Unfortunately for the Ocampan nurse, her protests failed to cease the EMH’s runaway tongue. “And the reason Ensign Kim is suffering from dehydration,” he continued, “is that the Banean authorities had questioned him for two days following Mister Paris’ arrest. However, as of this moment, he is no longer in danger.” He added with a smirk. “Thanks to me.”
B’Elanna rolled her eyes. Someone needs to do something about the hologram’s personality subroutines. B’Elanna had a good mind to see to that task, herself. In a patient voice, she asked, “Is Harry conscious? I would like to speak with him.”

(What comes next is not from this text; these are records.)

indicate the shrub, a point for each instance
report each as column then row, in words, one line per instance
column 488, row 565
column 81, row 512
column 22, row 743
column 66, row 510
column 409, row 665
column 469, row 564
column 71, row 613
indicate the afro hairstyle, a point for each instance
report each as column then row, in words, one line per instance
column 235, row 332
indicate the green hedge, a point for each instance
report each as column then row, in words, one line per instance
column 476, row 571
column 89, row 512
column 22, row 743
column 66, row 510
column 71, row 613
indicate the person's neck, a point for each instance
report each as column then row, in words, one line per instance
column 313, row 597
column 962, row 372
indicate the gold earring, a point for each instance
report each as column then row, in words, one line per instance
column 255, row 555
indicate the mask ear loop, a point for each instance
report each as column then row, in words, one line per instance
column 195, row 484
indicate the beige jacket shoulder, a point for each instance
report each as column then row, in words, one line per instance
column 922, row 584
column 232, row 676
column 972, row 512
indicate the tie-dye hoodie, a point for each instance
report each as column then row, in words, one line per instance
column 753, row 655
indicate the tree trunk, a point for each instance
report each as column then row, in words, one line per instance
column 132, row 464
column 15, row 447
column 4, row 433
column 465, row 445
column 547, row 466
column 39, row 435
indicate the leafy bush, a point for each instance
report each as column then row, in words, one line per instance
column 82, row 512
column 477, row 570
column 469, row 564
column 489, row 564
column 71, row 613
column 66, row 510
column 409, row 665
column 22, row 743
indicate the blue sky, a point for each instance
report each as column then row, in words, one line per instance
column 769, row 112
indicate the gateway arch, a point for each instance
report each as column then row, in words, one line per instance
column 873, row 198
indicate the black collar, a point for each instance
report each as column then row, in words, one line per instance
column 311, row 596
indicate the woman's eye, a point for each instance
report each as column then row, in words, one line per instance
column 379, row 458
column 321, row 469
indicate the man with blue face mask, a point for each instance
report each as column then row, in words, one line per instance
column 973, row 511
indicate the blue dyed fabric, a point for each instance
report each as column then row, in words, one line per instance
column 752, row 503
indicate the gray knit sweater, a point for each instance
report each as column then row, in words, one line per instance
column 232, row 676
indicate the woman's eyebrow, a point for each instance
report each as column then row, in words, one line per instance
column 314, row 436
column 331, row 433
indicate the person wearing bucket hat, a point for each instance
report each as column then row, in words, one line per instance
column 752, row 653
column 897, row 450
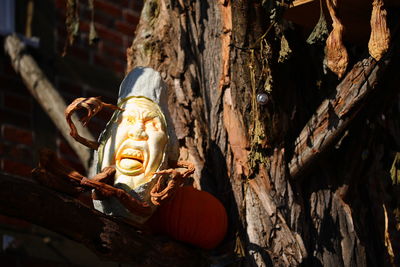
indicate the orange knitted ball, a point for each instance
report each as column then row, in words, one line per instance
column 193, row 216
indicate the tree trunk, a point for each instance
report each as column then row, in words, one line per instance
column 325, row 199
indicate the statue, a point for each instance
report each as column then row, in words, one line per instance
column 135, row 168
column 138, row 140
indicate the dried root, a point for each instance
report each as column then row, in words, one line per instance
column 159, row 194
column 379, row 40
column 336, row 56
column 93, row 105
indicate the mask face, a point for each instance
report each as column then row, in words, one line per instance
column 137, row 143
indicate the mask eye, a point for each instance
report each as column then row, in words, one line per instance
column 153, row 124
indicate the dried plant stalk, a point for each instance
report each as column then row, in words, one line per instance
column 379, row 40
column 93, row 105
column 336, row 56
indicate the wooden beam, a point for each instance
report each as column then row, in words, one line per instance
column 45, row 93
column 108, row 237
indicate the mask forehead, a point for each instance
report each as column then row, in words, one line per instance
column 143, row 108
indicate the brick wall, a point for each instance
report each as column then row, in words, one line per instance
column 85, row 71
column 25, row 128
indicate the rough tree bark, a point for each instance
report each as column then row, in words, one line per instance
column 321, row 200
column 304, row 174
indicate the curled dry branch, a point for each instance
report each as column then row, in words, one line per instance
column 379, row 40
column 55, row 174
column 93, row 105
column 336, row 56
column 160, row 195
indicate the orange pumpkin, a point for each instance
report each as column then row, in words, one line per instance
column 192, row 216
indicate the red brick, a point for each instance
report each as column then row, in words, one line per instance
column 131, row 17
column 17, row 103
column 16, row 135
column 2, row 149
column 16, row 168
column 13, row 118
column 126, row 28
column 109, row 35
column 108, row 8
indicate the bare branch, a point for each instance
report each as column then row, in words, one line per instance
column 108, row 237
column 45, row 93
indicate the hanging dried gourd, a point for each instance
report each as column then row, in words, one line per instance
column 380, row 35
column 336, row 56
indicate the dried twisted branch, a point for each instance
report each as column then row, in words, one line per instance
column 93, row 105
column 335, row 52
column 58, row 176
column 379, row 40
column 177, row 179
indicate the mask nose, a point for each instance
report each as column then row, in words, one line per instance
column 137, row 132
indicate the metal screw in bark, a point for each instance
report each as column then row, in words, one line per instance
column 262, row 98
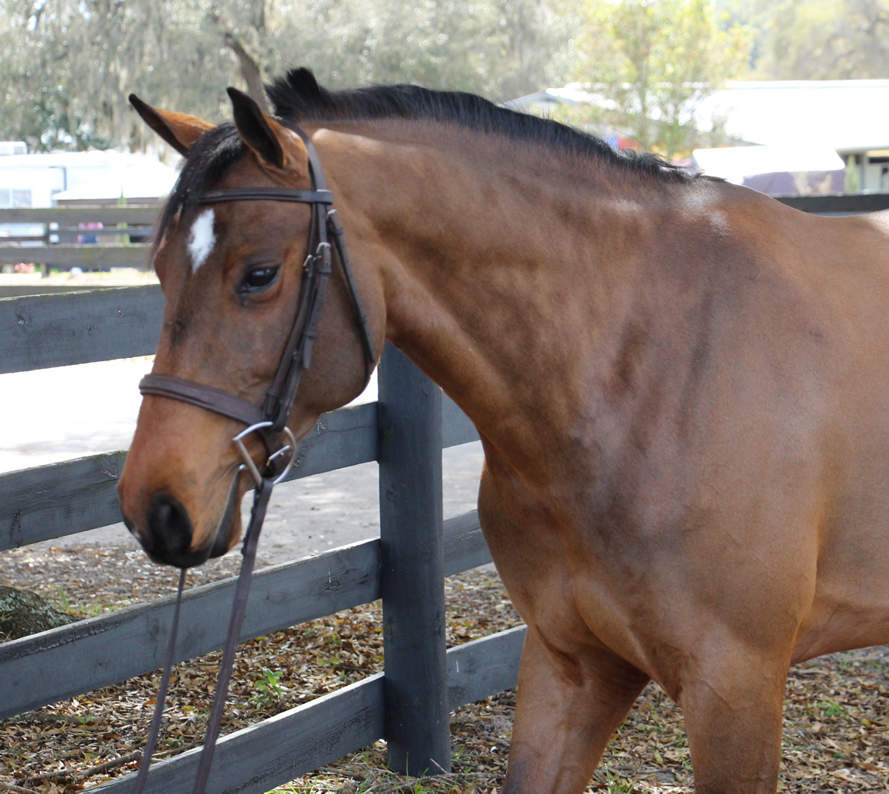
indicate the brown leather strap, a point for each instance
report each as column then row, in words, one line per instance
column 155, row 729
column 267, row 194
column 207, row 397
column 261, row 496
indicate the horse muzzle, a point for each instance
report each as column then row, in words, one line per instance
column 167, row 532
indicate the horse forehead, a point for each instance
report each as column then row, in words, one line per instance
column 201, row 238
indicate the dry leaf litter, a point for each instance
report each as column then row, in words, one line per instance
column 836, row 723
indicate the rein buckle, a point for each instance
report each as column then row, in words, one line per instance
column 271, row 461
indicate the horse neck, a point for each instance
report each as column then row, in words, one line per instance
column 509, row 274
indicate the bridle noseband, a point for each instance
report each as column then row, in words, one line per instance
column 325, row 234
column 268, row 420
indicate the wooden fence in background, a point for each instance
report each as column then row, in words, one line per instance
column 404, row 431
column 54, row 237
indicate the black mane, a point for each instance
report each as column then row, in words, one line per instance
column 299, row 98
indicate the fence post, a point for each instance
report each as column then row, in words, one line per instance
column 415, row 686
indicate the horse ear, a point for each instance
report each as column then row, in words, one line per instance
column 178, row 129
column 271, row 142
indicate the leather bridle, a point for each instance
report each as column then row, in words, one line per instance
column 268, row 420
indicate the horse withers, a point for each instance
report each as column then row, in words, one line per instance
column 680, row 386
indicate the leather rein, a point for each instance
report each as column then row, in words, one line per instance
column 268, row 420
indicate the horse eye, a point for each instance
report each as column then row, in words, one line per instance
column 258, row 278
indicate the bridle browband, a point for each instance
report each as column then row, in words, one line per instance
column 268, row 420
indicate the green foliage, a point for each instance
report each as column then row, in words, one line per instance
column 67, row 66
column 816, row 39
column 652, row 61
column 267, row 689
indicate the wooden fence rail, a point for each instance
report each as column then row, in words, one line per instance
column 51, row 501
column 55, row 236
column 404, row 431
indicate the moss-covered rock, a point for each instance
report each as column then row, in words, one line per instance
column 23, row 612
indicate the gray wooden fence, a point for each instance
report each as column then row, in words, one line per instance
column 53, row 237
column 405, row 430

“I just gave the ensign a sedative. He needs at least a few hours of rest before I can release him from Sickbay. You can see him later.” The Doctor sniffed before turning his back on B’Elanna.

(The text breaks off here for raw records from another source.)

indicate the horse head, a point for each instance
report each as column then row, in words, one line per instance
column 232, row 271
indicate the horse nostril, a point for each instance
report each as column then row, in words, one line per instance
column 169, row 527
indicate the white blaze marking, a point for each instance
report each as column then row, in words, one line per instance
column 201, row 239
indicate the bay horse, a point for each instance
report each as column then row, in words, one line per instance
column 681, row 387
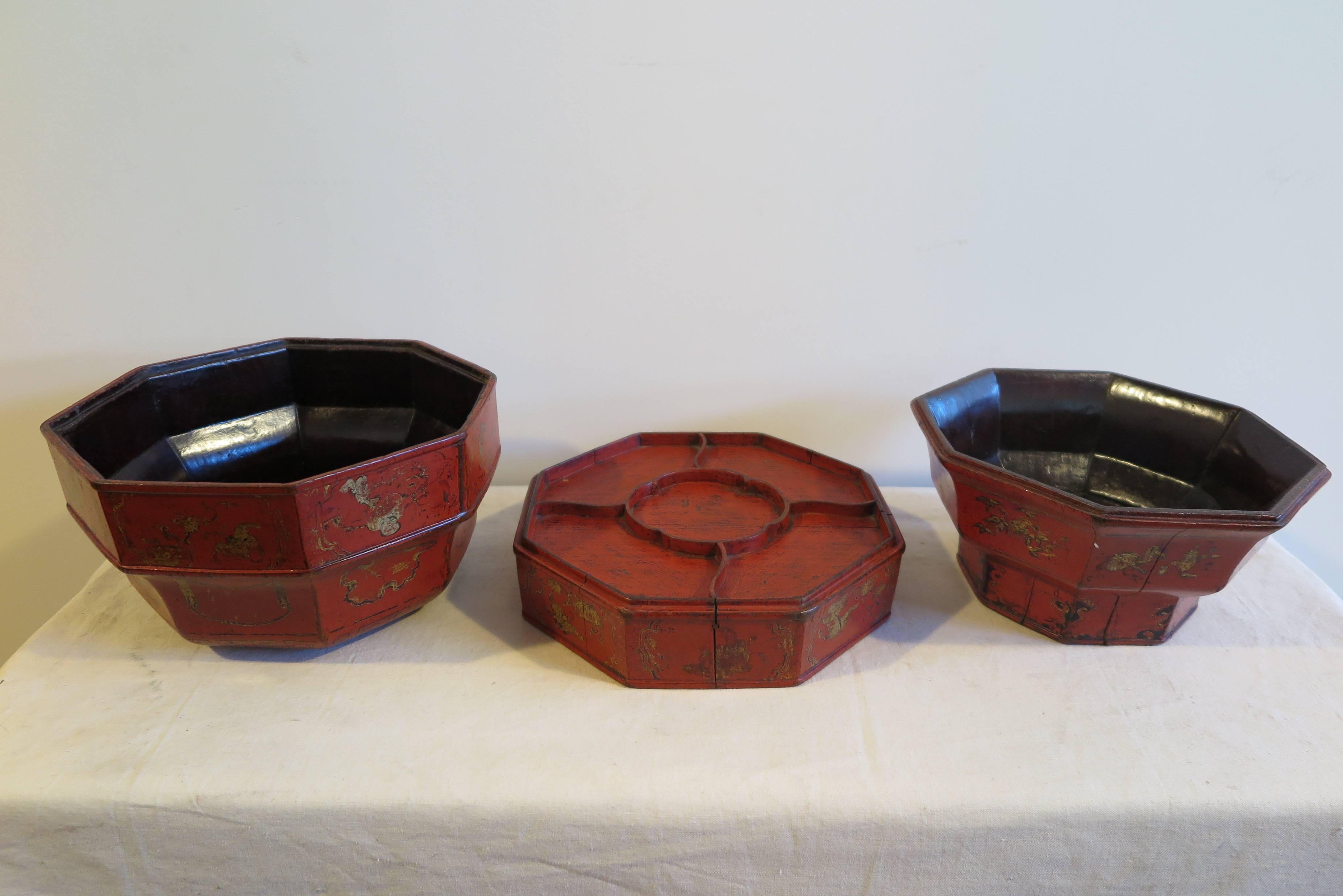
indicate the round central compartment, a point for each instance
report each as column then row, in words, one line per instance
column 707, row 511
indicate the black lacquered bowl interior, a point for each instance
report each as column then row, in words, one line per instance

A growl threatened to rise from the Chief Engineer’s throat, but she held it back. Instead, she fixed the EHM’s back with a Klingon version of Janeway’s death glare and stalked out Sickbay.
* * * *
Harry Kim took a deep breath and stepped outside the turbolift. Upon releasing him from Sickbay, the Doctor had ordered Harry to eat a meal before retiring to his quarters for more rest. The young ensign had every intention of getting a bite. After two days of interrogation by the Baneans without a meal, his stomach literally cried for food. However, eating was not the only thing occupying Harry’s mind at the moment. He worried about the fate of his friend, still held in custody by the Baneans.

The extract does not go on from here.